Mutations in a variety of chromatin regulators have been implicated in development of cancer cells, and the normal functions of these regulators provide some clues to the mechanisms involved in altered gene expression. Loss of function mutations in several nucleosome remodeling proteins, including ARID1A, SMARCA4 (BRG1) and SMARCB1 (INI1) are associated with multiple types of cancer (Dawson and Kouzarides, 2012; Hargreaves and Crabtree, 2011; Tsai and Baylin, 2011; Wilson and Roberts, 2011), suggesting that defects in mobilizing nucleosomes near the promoters of active genes are involved.

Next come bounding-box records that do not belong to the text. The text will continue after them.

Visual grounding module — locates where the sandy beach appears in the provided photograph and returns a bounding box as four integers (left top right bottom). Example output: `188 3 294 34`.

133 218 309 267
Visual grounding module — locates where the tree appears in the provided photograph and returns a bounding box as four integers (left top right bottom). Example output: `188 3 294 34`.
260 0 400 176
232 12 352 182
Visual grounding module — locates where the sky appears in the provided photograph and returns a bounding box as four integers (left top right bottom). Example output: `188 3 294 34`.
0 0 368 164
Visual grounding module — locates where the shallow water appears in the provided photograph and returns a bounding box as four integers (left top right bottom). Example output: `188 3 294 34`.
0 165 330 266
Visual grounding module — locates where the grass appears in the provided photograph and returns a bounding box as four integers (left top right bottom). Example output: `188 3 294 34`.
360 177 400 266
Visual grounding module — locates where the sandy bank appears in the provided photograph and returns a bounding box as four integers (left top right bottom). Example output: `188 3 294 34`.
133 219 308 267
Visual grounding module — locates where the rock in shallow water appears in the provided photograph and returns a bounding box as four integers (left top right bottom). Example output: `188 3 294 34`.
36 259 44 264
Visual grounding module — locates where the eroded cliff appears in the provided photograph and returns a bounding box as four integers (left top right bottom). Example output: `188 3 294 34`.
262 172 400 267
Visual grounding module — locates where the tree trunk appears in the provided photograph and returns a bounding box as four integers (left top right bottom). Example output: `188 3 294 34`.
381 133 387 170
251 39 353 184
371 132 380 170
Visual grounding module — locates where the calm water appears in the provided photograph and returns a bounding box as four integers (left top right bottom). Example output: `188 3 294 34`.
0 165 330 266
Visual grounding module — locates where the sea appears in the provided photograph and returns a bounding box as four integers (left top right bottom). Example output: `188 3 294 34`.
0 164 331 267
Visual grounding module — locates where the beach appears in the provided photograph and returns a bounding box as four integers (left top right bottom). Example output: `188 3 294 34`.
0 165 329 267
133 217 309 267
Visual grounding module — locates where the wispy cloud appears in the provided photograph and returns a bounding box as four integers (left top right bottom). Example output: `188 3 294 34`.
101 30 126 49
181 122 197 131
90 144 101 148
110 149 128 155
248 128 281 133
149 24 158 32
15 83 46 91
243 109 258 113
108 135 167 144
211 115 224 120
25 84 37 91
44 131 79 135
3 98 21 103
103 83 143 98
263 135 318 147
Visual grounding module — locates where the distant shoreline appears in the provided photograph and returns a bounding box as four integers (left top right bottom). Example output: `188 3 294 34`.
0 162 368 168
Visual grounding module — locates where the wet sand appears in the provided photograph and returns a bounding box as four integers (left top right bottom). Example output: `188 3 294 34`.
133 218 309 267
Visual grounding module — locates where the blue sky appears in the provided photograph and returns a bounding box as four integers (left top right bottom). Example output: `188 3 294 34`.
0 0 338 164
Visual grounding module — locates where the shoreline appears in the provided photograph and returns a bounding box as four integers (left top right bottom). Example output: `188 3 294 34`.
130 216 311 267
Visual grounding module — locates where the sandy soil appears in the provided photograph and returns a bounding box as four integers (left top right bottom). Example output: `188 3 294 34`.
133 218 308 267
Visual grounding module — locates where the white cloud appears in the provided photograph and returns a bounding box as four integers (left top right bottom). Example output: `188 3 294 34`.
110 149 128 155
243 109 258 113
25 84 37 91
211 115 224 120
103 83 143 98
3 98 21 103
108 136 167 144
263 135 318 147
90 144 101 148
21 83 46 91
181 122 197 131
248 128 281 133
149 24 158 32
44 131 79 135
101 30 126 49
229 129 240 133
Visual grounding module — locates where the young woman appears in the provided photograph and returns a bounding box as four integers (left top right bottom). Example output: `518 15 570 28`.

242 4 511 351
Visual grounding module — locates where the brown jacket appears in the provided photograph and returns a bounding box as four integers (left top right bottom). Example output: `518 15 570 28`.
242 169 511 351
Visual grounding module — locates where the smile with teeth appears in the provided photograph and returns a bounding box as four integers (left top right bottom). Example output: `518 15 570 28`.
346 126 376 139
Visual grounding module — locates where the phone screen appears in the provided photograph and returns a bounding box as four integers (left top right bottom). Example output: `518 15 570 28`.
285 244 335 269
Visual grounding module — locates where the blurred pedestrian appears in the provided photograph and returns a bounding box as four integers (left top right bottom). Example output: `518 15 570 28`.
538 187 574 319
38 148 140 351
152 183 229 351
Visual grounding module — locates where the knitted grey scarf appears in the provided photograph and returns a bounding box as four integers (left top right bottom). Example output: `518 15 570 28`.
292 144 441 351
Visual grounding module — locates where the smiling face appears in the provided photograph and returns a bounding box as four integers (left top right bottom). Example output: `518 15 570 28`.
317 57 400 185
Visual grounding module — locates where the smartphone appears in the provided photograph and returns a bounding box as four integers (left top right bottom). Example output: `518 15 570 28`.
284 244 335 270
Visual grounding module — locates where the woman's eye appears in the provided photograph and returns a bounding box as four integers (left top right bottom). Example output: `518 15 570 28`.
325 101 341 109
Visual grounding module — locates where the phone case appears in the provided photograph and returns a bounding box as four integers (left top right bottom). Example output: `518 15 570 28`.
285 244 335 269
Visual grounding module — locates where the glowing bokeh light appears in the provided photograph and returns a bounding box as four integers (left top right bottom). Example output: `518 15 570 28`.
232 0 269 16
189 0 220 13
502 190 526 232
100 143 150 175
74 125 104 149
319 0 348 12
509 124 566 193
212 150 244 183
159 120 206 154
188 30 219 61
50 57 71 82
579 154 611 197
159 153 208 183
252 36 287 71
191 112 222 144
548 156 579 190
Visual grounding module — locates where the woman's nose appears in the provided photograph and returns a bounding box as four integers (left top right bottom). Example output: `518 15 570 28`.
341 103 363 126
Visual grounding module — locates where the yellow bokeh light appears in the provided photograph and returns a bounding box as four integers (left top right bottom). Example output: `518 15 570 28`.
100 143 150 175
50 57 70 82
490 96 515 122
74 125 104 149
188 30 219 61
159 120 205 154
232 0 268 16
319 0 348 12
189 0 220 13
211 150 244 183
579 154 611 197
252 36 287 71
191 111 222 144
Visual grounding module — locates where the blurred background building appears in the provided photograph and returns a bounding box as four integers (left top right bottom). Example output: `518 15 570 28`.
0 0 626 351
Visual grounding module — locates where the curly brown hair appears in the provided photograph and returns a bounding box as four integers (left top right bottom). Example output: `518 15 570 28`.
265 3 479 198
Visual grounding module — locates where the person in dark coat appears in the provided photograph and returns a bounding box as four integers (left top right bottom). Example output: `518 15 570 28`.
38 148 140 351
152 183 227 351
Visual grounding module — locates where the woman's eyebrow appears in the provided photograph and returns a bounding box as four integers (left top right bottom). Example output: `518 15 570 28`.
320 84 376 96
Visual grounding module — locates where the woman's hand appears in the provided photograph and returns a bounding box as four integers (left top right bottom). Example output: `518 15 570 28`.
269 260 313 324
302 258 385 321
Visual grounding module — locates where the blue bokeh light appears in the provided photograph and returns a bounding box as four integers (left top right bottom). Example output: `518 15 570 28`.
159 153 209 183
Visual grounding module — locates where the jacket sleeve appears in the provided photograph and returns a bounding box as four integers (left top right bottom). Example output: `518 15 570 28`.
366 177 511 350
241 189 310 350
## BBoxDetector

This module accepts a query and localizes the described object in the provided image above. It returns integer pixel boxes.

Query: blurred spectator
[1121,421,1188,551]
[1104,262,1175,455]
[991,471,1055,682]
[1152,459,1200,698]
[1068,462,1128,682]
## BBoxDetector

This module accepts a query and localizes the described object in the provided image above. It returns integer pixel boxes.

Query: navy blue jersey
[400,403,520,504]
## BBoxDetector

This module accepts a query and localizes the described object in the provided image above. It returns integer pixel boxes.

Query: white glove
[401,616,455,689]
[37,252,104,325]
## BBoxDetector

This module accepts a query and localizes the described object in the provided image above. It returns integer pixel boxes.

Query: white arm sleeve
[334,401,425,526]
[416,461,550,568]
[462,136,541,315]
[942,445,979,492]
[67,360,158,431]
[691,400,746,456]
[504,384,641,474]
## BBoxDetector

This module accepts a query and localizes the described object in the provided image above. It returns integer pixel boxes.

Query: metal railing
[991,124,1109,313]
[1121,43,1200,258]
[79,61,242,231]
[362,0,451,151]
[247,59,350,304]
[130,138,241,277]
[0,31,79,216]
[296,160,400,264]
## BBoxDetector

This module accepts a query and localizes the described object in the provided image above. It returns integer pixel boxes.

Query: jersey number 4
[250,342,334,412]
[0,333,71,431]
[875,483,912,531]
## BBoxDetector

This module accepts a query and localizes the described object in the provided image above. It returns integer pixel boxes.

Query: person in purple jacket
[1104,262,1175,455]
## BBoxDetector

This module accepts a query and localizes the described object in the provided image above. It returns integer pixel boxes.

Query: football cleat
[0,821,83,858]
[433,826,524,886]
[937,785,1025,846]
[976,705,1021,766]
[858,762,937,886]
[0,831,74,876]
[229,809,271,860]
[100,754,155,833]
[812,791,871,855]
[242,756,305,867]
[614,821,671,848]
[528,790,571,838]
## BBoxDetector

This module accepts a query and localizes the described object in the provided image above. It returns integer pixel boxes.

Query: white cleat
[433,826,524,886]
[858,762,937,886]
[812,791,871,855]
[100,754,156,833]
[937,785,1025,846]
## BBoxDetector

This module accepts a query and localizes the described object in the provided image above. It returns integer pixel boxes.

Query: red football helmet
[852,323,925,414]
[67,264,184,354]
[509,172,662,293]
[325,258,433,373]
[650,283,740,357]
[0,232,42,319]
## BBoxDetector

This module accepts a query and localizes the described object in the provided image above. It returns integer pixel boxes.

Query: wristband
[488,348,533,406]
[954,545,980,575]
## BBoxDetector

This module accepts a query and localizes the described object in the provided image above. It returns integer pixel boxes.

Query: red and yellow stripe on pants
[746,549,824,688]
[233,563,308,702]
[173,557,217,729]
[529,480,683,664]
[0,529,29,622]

Similarly, various mutations in the Polycomb components EZH2 and SUZ12 and in the DNA methylation apparatus occur in multiple cancers, suggesting that in these instances it is the loss of proper gene silencing that contributes to tumorigenesis (Cedar and Bergman, 2012; Jones, 2012; Margueron and Reinberg, 2011; Mills, 2010). The majority of malignant melanomas overexpress SetDB1, a histone H3K9 methyltransferase that can contribute to gene activation or silencing, and this causes deregulation of HOX genes and accelerates melanoma (Ceol et al., 2011).
Gene fusions with the chromatin regulator MLL in leukemias are now known to alter transcription elongation (Luo et al., 2012b; Marschalek, 2010; Slany, 2009; Smith et al., 2011a). Several translocation partners of MLL are components of a super elongation complex (SEC) that includes P-TEFb and ELL proteins, which have also been shown to control transcription elongation (Lin et al., 2011; Lin et al., 2010; Luo et al., 2012a; Smith et al., 2011b). It is thought that translocation of any of the SEC subunits to the amino-terminal domain of MLL abnormally stabilizes the localization of the SEC at MLL target genes, including HOXA9 and HOXA10, which leads to excessive stimulation of RNA polymerase II into productive elongation at these genomic loci, which in turn contributes to aggressive acute leukaemia.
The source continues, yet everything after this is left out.